Mtre. Rochette. Savez-vous combien de temps après il a été frappé ?

R. Non.

Q. Êtes-vous satisfait de l’organisation du service médical ce soir-là — trouvez-vous que tous les services qui devaient être rendus l’ont été ? et dans le temps qu’ils devaient l’être — en un mot est-ce que la chose avait été bien organisée ?

R. Du côté militaire, oui.

Q. Pour les militaires ?

R. …

Q. Et les civils qui ont été tués, eh bien mon Dieu…

R. Les civils, il n’y avait pas grand médecin à l’ambulance civile — ensuite de ceux qui ont été blessés parmi les civils ont été chez les médecins civils je crois et il y en a plusieurs qui ont refusé de sortir je pense bien.

Q. Tout de même les autorités militaires ne vous avaient pas donné d’ordre s’il y avait des civils de blessés ou de tués ?
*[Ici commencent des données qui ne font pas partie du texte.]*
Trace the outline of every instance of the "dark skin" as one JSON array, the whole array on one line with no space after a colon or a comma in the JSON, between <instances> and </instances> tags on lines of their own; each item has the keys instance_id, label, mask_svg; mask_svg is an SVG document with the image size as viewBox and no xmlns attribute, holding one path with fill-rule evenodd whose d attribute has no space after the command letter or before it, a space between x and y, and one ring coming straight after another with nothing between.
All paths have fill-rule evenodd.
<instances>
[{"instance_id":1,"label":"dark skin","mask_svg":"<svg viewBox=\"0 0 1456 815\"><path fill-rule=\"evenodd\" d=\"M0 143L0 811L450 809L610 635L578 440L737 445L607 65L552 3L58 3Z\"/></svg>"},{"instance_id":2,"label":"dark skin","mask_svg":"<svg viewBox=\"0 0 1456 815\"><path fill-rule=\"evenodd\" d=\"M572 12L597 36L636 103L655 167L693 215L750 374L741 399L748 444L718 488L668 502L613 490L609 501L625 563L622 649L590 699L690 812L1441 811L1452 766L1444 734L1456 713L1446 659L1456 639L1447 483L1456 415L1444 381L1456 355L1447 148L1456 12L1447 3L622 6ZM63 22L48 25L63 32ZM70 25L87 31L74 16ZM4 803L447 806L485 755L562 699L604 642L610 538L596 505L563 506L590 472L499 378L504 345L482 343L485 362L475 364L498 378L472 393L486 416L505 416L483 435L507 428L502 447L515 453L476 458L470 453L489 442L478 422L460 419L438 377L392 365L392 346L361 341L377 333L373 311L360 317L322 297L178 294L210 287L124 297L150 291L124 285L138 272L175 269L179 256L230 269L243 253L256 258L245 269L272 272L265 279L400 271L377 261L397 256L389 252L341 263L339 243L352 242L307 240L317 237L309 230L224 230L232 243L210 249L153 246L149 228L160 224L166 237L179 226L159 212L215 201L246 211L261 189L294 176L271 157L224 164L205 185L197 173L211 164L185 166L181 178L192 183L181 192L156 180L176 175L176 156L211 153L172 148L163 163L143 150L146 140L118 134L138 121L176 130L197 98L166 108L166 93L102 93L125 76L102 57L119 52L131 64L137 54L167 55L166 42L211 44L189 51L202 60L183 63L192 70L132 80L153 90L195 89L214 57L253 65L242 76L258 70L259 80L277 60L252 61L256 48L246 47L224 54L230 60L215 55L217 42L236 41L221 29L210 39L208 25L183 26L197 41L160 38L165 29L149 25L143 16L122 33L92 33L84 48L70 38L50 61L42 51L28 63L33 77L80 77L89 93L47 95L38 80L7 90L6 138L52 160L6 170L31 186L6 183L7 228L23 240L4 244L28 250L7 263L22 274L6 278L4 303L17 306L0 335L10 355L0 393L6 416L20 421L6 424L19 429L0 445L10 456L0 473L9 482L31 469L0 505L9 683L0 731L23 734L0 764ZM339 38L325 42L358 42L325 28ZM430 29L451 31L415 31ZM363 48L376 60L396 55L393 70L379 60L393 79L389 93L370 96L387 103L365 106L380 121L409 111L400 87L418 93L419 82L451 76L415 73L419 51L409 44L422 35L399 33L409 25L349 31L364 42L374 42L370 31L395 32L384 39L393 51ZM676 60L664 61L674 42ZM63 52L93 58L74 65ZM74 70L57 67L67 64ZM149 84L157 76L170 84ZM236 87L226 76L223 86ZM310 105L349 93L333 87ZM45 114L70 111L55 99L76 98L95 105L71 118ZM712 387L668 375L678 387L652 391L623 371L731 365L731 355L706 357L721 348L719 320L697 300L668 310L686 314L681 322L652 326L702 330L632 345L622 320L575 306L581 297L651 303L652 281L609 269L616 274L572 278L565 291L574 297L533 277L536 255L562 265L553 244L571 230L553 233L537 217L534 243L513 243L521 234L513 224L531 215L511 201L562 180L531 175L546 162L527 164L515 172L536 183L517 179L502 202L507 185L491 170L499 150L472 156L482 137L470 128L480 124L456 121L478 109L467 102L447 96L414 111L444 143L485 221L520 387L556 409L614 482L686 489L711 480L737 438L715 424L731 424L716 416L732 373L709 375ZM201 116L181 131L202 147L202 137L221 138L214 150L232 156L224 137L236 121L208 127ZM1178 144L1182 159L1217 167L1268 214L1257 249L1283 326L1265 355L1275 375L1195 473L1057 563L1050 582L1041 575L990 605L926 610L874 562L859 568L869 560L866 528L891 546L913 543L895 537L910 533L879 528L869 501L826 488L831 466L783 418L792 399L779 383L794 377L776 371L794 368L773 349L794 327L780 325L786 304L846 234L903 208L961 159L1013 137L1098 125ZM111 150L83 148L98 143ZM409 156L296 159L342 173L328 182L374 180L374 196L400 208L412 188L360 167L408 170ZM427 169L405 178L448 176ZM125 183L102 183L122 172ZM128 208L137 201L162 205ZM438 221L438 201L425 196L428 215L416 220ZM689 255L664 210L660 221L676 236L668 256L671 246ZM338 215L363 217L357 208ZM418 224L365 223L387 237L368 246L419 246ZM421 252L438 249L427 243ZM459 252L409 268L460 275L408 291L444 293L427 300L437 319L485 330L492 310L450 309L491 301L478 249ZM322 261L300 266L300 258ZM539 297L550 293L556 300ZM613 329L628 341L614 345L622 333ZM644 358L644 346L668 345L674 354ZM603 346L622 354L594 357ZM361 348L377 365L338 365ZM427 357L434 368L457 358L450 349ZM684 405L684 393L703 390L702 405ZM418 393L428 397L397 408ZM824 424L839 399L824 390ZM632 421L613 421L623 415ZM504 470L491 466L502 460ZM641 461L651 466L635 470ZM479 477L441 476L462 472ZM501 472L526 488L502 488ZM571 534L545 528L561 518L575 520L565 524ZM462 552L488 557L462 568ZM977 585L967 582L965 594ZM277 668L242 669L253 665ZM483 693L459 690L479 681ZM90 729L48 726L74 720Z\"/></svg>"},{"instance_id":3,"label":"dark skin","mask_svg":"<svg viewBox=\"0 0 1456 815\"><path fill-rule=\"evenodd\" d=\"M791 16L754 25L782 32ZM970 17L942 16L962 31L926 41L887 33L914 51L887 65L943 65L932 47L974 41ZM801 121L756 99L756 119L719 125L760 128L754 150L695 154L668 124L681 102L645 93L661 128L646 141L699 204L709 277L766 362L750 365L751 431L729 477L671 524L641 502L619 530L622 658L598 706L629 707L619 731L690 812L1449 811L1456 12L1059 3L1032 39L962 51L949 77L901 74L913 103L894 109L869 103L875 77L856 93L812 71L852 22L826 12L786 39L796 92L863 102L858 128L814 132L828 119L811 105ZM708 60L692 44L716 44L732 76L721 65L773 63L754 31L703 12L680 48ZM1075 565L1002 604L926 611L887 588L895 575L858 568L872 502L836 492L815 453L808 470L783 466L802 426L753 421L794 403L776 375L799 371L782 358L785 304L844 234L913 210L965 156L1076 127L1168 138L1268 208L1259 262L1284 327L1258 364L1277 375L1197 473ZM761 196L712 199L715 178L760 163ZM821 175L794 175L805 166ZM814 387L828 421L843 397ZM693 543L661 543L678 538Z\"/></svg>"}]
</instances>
R. c’était entendu verbalement parce que je suis allé en chercher moi-même deux sur la rue St.-Valier.

Q. C’était entendu verbalement ?

R. Oui.

Q. Par un officier supérieur ?

R. D’aller chercher les blessés ?

Q. Qui était-il ?

R. D’aller chercher les civils.

Q. Pouvez-vous nommer cet officier ?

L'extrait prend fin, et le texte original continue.